It is said that when Harriet Beecher Stowe was greeted by Abraham Lincoln at a White House reception in December 1862, the president looked down at the diminutive author of Uncle Tom’s Cabin and said “Is this the little woman who made this great war?”
Whether the statement is apocryphal or not hardly matters. The influence of the anti-slavery novel, the best selling book of the 19th century after the Bible, was immense and 200 years after Stowe’s birth it remains a lightning rod for controversy, praised by white scholars for its far-reaching influence and more often than not disparaged — unfairly, in my view — by many blacks, for whom the name Uncle Tom is an epithet for the submissive black man.

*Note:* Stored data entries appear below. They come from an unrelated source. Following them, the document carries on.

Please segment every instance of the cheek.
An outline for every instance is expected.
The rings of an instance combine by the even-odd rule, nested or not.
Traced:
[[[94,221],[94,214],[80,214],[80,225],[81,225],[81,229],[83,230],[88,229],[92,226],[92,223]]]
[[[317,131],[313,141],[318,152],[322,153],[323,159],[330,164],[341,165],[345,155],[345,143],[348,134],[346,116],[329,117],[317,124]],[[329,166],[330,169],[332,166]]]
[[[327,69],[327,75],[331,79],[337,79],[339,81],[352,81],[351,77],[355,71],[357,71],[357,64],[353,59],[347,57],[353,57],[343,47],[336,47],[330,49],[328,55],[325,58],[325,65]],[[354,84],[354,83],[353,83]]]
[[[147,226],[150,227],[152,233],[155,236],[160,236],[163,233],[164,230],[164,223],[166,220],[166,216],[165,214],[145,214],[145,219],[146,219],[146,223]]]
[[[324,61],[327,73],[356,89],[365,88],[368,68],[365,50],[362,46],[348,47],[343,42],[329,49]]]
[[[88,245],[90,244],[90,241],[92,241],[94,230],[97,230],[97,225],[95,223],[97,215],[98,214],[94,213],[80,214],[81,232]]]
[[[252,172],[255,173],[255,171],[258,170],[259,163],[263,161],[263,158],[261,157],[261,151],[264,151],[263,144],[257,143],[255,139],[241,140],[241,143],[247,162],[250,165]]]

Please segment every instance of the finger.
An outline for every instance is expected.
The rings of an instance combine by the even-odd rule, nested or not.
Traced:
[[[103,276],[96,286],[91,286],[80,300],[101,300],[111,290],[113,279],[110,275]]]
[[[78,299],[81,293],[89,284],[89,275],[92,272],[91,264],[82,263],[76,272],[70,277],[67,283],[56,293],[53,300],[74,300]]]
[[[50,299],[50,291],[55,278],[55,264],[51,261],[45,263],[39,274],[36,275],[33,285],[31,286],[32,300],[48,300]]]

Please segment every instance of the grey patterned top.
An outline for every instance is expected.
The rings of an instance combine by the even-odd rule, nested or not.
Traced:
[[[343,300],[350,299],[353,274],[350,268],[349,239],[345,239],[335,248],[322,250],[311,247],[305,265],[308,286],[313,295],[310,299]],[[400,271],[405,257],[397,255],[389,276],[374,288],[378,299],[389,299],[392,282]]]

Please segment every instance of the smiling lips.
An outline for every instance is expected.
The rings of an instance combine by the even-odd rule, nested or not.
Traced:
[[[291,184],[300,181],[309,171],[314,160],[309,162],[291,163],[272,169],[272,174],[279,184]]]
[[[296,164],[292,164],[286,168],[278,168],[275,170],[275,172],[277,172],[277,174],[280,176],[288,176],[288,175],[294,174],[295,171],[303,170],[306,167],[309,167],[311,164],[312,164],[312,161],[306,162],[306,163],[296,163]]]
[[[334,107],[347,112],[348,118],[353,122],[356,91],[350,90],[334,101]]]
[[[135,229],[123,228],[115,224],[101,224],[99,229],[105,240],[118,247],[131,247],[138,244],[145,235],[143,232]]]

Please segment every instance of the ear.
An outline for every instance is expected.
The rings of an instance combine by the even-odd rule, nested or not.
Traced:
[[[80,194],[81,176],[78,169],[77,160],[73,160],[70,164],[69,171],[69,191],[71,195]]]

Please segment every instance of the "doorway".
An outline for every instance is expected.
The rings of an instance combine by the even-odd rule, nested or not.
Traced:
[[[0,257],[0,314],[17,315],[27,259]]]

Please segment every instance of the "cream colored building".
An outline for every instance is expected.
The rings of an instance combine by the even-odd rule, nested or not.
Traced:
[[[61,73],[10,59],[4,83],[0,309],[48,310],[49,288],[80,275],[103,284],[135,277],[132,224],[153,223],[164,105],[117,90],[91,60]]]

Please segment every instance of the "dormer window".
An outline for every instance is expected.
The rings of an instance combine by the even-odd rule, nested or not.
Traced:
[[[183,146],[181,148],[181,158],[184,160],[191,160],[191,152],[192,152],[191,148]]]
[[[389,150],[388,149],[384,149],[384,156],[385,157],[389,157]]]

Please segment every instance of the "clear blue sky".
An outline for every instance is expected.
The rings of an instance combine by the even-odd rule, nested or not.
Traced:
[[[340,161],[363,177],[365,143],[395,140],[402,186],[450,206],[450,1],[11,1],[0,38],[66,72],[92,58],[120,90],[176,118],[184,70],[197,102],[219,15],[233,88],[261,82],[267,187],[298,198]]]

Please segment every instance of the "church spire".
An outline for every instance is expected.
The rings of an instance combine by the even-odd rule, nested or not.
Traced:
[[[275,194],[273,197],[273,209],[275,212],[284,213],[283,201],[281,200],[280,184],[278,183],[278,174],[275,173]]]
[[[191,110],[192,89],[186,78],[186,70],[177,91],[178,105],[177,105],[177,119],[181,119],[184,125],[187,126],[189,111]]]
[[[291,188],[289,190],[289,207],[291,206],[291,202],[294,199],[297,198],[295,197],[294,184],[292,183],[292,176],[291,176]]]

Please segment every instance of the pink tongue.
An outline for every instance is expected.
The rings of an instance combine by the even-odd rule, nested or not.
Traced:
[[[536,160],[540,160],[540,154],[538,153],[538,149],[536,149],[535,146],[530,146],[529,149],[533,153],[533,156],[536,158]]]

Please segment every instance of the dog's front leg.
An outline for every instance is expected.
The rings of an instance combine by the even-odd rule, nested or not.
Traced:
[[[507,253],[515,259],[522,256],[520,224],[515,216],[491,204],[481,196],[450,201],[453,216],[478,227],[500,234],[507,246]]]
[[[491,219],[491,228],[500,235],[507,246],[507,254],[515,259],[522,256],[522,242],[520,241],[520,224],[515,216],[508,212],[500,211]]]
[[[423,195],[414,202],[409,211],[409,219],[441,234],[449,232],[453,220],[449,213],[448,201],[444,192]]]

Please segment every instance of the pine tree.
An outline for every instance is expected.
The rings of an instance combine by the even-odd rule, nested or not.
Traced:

That controversy will never be settled, but there is no question in the mind of American Studies professor David S. Reynolds that Uncle Tom’s Cabin, in mobilizing public opinion against slavery, helped Lincoln get elected and in doing so lit the spark that plunged the nation into civil war.
Reynolds is the author of the just-published Mightier Than The Sword: Uncle Tom’s Cabin and the Battle For America, which vigorously explores the world in which Stowe lived, the inevitability of the Civil War and, most interesting for me, the capacity of a white woman to understand the feelings, beliefs and desires of blacks, and in doing so redefining American democracy on a more egalitarian basis.